Dalla traduzione dei rispettivi manuali di lancio e di volo alle decisioni su come rendere compatibili due sistemi di attracco e di pressurizzazione drasticamente differenti (con pressioni operative molto differenti fra i due veicoli), dalla risoluzione dei problemi di comunicazione radio alle tecniche di rendez-vous, fu necessario uno sforzo tecnico e organizzativo straordinario. E c’era poi il problema che gli statunitensi sapevano benissimo che i sovietici li avrebbero spiati e avrebbero fatto di tutto per carpire i segreti della tecnologia spaziale americana, di gran lunga superiore a quella russa, eppure bisognava collaborare per il bene della missione.

A livello personale, fra astronauti e cosmonauti nacque un’amicizia che continuò per decenni, in particolare fra i comandanti, Stafford e Leonov. Ricordo con piacere l’incontro con Leonov a Martigny, nel 2015, in cui il cosmonauta spiegò che dopo anni di studio dell’inglese si rese conto che la sua controparte non parlava inglese, ma Oklahomski. Entrambi ci hanno lasciato (Leonov nel 2019, Stafford nel 2024); di quegli equipaggi è vivo ancora soltanto Vance Brand, oggi novantaquattrenne. Slayton è morto nel 1993, Kubasov nel 2014.
Insieme all’amico Gianluca Atti, racconterò alcuni aspetti di questa missione molto particolare (l’ultimo volo di un veicolo Apollo) in una serie di articoli.

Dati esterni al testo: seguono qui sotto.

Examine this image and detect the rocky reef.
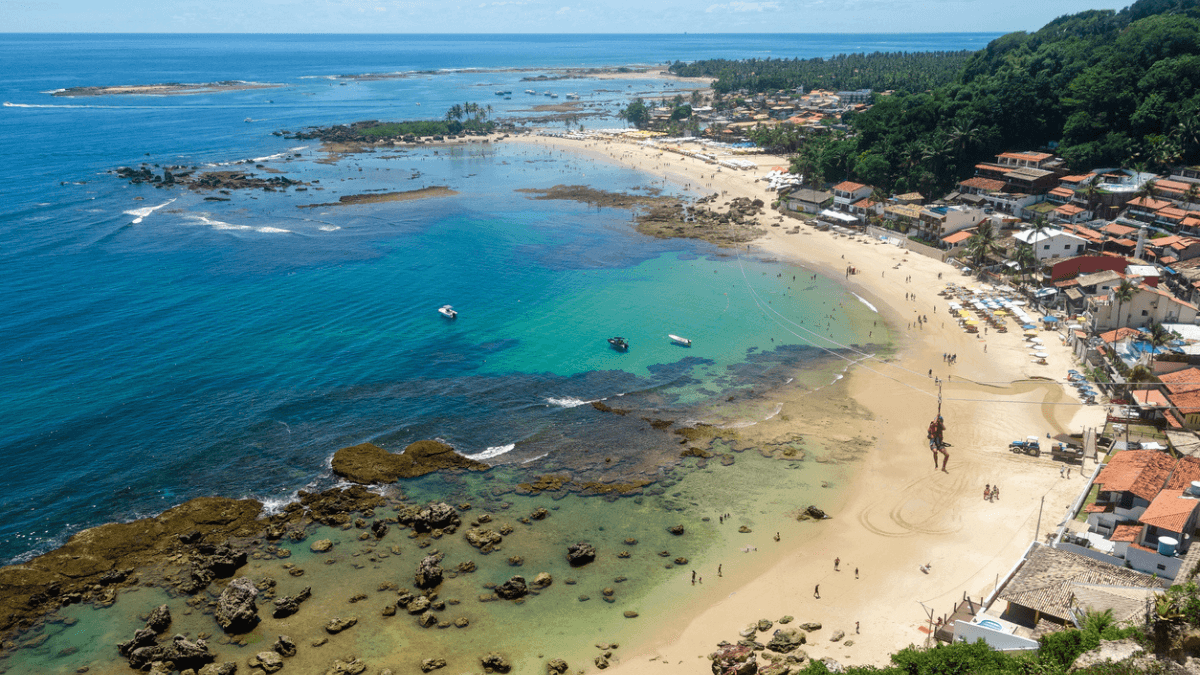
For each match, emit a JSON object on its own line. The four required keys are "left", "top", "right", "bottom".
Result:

Se volete approfondire l’argomento, sul sito della NASA c’è una sezione apposita, insieme a un libro scaricabile di 580 pagine, pubblicato nel 1978 (e tutto scritto usando il sistema metrico decimale, che in quegli anni si tentò di introdurre negli Stati Uniti).
Nel frattempo, dalla Russia arrivano queste immagini. Cinquant’anni dopo Apollo-Soyuz, una navicella cargo Progress (la versione senza equipaggio della Soyuz, derivata dal veicolo di mezzo secolo fa) viene approntata per il lancio, sempre presso il centro di lancio di Baikonur. Sul suo rivestimento esterno spicca il logo della missione Apollo-Soyuz.